Imagine a large suburban high school whose faculty and administration (considered a unity for present purposes) devises a series of programs to deal with the problem of student drug dealers. After some months of very mixed results it happens that a faculty member himself is arrested for selling drugs; then another; then two more in quick succession.

At a certain point the public will begin to feel, not only that the faculty is neglecting the students' interests, but that the core problem is within its own ranks. But at what point?

Suppose further certain complicating factors: That faculty members in almost every case are recruited and hired on the recommendation of two or three faculty acquaintances. That the faculty has for years been eerily ambivalent on the morality of recreational drug use. That students who complained that faculty had used or dealt drugs were often ignored, often reviled, and invariably saddled with such a high burden of proof that not a single student- or parent-initiated complaint resulted in disciplinary action against a faculty member. Ever.

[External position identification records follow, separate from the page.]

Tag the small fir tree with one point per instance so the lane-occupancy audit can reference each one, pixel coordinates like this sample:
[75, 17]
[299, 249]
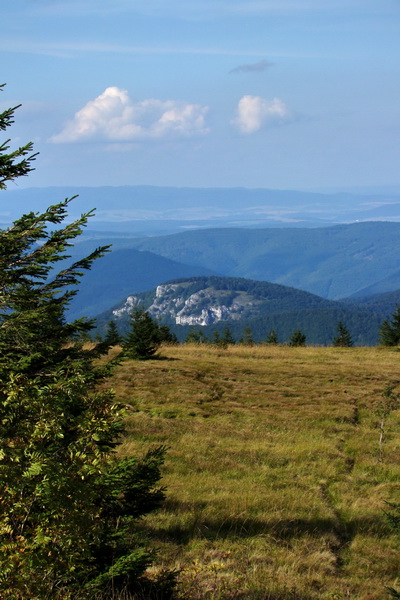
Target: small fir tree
[227, 336]
[112, 337]
[143, 339]
[389, 334]
[166, 336]
[272, 338]
[297, 339]
[247, 337]
[343, 338]
[196, 337]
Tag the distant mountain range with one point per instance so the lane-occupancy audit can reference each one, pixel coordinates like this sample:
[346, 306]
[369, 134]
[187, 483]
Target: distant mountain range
[150, 210]
[336, 262]
[212, 303]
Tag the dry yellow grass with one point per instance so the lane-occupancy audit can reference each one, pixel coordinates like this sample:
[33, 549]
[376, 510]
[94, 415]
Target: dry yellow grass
[275, 484]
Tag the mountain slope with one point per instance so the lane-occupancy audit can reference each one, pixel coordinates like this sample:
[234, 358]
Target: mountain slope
[215, 302]
[115, 275]
[332, 262]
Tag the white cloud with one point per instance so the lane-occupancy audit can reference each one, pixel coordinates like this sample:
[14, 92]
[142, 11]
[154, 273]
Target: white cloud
[113, 117]
[254, 112]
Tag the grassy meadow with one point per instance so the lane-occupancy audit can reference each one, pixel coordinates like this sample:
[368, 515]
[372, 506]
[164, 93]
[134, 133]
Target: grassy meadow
[276, 470]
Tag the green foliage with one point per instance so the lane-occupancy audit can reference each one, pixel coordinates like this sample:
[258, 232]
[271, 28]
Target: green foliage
[342, 338]
[18, 162]
[389, 334]
[196, 337]
[247, 337]
[393, 520]
[144, 338]
[272, 338]
[67, 505]
[112, 337]
[227, 336]
[297, 338]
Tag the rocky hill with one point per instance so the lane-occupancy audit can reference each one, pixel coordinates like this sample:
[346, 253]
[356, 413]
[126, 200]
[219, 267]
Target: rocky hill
[213, 303]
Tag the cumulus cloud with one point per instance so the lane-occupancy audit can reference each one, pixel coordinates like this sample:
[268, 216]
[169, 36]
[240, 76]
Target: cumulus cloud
[258, 67]
[114, 117]
[254, 113]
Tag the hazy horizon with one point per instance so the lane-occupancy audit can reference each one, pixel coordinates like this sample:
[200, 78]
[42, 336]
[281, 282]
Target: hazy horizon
[291, 95]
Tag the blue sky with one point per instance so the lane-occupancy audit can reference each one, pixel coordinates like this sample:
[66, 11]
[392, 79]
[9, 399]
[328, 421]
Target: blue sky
[289, 94]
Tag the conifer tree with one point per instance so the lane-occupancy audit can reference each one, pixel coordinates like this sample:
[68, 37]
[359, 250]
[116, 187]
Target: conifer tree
[228, 337]
[389, 334]
[272, 338]
[247, 337]
[143, 339]
[297, 339]
[342, 338]
[112, 337]
[67, 505]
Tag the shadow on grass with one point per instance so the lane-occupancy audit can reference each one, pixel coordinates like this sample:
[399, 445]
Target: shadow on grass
[196, 524]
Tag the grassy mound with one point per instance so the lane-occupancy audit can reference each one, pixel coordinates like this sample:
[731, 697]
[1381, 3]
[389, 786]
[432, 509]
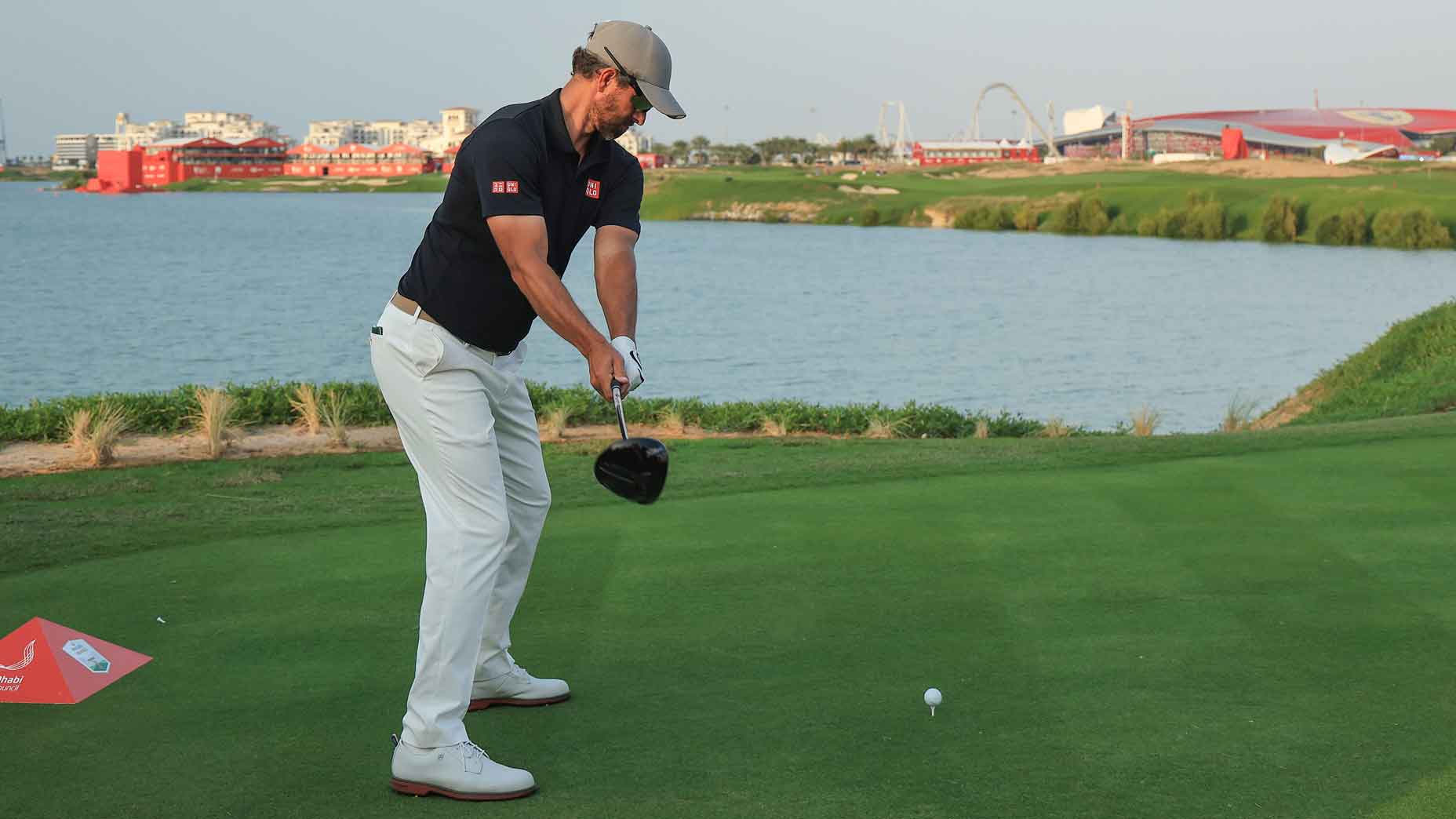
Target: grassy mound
[1410, 370]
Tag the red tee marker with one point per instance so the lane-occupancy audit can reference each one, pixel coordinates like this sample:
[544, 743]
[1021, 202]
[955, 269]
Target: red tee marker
[46, 662]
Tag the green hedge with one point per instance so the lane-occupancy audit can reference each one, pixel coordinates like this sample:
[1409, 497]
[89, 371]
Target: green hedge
[1347, 228]
[1202, 217]
[1282, 219]
[267, 402]
[1410, 229]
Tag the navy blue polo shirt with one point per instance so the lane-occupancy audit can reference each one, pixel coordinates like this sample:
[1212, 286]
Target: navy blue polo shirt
[519, 162]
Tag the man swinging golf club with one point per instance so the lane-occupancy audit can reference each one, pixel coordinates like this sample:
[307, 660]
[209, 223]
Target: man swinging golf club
[447, 353]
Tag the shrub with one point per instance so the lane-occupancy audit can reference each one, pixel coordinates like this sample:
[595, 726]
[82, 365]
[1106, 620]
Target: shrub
[1056, 429]
[986, 217]
[304, 402]
[1347, 228]
[1083, 215]
[1025, 217]
[1410, 229]
[1280, 220]
[335, 417]
[1204, 217]
[268, 402]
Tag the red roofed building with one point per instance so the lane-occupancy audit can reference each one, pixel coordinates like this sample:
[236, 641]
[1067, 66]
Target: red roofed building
[178, 161]
[355, 159]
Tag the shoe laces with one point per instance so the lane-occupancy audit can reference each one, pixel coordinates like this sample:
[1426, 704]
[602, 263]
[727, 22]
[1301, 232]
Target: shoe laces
[515, 668]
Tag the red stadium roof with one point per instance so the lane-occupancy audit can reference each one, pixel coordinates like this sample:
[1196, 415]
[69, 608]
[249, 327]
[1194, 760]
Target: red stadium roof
[1389, 126]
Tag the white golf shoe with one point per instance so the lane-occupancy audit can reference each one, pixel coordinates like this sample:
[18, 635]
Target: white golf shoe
[517, 686]
[457, 771]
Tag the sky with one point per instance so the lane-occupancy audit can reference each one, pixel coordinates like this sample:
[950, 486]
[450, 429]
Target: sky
[743, 71]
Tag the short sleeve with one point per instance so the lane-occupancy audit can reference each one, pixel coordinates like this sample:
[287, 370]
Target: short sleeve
[505, 165]
[622, 203]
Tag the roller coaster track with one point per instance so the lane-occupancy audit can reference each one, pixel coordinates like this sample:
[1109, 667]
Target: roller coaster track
[976, 115]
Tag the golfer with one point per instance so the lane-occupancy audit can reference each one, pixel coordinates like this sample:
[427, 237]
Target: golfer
[447, 353]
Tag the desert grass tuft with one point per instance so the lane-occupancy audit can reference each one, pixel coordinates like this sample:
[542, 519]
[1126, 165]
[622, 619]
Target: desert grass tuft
[886, 428]
[335, 420]
[107, 428]
[1239, 416]
[555, 419]
[672, 420]
[78, 429]
[304, 402]
[1146, 421]
[1056, 429]
[216, 420]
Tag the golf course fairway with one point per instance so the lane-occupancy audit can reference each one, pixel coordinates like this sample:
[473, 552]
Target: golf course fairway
[1222, 625]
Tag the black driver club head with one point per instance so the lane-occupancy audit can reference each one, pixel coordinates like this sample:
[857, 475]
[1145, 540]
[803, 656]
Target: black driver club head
[634, 468]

Suppose that many of the student drug dealers were widely known to be teacher's pets. That many faculty members had been aware of student drug dealing but ignored it. That the pressure on the faculty to resolve the problem came entirely from outside its ranks, from clean students and parents themselves. That even this pressure was successfully resisted until law enforcement and media took notice of unconcealable crimes. That dealer students, when disciplined, were often given shockingly lenient punishments.

Suppose that it was wholly unknown for the faculty to identify and expel one of its own for drug use. That in every single case the faculty drug dealers were discharged only after an arrest by police or after overwhelmingly disgraceful media exposure.

Gives you a funny feeling inside, doesn't it?

Now imagine this. Not only does the faculty give absolutely zero indication that there is a problem that needs fixing in its own ranks, but it continues to speak exclusively -- without exception -- of a problem "out there," among the students, and continues to speak of itself as the perfectly obvious body to effect the cure.

Thankfully, no such school exists, or could exist. Education, after all, requires a measure of trust.